Encyclopedia Astronautica
STS-44



zsts044.jpg
STS-44
Credit: NASA
Crew: Gregory, Hennen, Henricks, Musgrave, Runco, Voss. Manned six crew. Deployed Defense Support Program satellite.

Manned six crew. Deployed Defense Support Program satellite. Payloads: Defense Support Program satellite/ Inertial Upper Stage, Interim Operational Contamination Monitor, Terra Scout, Military Man in Space, Shuttle Activation Monitor, Cosmic Radiation Effects and Activation Monitor, Radiation Monitoring Equipment Ill, Air Force Maui Optical Site Calibration Test, Ultraviolet Plume Instrument, Visual Function Tester 1.
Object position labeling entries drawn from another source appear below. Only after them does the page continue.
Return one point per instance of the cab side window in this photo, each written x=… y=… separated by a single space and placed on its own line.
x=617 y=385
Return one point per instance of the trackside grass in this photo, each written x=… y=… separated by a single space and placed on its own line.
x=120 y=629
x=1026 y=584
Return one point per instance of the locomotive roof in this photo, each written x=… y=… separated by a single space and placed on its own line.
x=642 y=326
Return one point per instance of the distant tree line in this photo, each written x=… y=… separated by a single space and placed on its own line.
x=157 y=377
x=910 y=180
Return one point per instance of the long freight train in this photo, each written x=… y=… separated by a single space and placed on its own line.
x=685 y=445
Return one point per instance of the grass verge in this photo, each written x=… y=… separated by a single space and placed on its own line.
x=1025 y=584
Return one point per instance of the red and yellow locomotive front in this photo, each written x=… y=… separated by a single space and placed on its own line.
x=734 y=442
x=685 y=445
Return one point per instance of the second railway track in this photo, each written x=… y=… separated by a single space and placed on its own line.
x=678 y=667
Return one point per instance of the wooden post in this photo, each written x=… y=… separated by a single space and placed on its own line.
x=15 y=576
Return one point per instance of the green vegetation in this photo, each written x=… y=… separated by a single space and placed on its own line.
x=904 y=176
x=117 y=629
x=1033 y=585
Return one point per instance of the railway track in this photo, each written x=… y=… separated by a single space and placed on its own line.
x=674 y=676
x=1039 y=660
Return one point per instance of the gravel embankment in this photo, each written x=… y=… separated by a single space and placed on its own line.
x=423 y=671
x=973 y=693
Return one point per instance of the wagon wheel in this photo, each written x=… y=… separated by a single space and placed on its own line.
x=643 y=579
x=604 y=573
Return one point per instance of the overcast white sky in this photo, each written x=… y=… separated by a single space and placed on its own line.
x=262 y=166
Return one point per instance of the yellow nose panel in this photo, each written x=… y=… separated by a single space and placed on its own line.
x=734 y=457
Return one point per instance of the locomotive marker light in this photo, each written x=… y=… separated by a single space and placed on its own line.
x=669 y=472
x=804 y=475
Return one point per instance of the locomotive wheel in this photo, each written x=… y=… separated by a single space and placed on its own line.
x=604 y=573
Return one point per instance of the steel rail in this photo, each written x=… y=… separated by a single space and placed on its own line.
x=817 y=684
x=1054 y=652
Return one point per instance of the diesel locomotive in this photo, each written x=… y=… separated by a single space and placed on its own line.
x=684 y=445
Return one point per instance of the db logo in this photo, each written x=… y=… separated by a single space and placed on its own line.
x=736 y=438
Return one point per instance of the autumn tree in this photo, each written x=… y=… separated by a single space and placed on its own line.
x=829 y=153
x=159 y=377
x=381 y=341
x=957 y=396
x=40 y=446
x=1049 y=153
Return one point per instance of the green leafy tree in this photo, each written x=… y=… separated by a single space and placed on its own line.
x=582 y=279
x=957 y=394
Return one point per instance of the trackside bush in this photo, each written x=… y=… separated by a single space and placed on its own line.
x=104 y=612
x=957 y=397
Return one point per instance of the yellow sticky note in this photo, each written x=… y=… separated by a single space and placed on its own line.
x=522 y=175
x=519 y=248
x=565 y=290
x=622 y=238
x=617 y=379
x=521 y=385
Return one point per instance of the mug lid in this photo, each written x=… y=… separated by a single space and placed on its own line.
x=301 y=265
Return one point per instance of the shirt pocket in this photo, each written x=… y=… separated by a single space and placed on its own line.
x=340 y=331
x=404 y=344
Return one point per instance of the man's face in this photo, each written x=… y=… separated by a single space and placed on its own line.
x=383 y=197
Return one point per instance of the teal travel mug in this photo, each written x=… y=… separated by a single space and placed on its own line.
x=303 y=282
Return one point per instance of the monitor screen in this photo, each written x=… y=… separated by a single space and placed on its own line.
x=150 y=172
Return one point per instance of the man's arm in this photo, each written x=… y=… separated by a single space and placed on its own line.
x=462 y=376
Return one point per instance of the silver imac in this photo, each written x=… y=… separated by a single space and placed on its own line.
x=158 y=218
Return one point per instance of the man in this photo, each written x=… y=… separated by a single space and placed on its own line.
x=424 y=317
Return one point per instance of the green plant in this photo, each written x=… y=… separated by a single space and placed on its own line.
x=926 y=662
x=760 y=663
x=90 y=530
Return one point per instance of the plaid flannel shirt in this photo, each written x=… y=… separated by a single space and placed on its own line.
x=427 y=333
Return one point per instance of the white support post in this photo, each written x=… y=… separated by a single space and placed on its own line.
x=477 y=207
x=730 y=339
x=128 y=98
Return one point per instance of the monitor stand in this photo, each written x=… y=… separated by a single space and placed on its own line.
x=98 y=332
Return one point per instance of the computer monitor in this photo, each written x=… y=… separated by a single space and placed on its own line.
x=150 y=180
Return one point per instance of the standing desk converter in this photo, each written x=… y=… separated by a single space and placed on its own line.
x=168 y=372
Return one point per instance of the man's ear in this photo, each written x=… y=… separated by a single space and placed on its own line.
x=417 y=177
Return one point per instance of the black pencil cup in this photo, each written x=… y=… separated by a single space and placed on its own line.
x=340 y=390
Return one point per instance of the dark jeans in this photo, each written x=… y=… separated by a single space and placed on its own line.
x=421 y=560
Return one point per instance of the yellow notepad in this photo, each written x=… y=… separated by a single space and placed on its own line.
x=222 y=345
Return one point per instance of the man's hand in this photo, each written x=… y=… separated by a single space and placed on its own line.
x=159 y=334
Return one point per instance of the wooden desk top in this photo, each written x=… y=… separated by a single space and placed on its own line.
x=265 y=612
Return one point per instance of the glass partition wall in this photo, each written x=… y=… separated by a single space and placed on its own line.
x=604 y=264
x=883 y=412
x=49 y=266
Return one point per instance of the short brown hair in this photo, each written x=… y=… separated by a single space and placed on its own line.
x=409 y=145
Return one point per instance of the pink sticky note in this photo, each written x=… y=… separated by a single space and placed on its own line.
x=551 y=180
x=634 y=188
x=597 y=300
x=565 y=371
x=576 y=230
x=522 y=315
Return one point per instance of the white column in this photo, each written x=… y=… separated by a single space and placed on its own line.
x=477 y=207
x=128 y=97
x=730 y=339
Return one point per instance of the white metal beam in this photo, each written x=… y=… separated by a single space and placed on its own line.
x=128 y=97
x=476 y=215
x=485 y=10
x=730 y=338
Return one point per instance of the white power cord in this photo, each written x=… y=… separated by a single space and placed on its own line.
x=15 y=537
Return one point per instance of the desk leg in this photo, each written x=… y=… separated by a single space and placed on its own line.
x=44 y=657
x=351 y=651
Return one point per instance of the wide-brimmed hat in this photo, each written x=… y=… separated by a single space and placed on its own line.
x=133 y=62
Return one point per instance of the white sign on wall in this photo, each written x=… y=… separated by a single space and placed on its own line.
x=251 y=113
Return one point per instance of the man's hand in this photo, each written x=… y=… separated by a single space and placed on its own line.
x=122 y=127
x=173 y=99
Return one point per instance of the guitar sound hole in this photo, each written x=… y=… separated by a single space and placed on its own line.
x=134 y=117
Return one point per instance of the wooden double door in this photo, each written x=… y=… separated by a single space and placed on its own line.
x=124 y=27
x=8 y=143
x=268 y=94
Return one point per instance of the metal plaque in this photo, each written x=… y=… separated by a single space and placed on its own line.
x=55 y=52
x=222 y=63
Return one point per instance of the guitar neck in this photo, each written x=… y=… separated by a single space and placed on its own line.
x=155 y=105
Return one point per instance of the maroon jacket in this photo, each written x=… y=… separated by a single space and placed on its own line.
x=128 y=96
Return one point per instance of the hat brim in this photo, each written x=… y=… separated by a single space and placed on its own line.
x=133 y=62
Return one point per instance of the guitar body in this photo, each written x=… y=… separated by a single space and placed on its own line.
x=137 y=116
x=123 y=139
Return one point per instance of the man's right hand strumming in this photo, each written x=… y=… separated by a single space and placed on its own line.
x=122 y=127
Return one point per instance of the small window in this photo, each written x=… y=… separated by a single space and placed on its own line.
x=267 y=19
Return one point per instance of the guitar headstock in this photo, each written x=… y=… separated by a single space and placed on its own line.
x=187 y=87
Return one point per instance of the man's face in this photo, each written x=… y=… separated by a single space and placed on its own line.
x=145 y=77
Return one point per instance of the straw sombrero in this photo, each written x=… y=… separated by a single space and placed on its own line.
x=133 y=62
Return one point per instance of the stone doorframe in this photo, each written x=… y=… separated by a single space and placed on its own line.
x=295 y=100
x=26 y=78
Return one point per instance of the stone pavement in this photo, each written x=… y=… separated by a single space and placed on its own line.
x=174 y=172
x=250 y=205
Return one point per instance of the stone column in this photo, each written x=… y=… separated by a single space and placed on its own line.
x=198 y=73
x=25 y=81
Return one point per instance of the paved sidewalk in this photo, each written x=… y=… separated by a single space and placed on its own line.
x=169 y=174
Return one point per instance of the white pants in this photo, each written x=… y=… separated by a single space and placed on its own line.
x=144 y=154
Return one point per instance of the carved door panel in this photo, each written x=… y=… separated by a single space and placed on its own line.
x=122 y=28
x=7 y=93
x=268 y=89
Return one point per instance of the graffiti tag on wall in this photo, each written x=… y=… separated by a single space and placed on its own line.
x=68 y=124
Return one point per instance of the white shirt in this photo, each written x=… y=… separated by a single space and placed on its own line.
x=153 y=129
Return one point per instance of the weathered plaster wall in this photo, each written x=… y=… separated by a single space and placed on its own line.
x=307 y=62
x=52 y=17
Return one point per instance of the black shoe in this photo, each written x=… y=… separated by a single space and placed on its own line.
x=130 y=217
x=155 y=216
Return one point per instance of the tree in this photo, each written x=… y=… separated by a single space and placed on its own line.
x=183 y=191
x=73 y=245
Orbits of Earth: 109. Distance traveled: 4,651,111 km. Orbiter Liftoff Mass: 117,765 kg. Orbiter Mass at Landing: 87,915 kg. Payload to Orbit: 20,242 kg. Payload Returned: 3,179 kg. Landed at: Runway 05 dry lake bed at Edwards Air Force Base, . Landing Speed: 339 kph. Touchdown miss distance: 794 m. Landing Rollout: 3,411 m.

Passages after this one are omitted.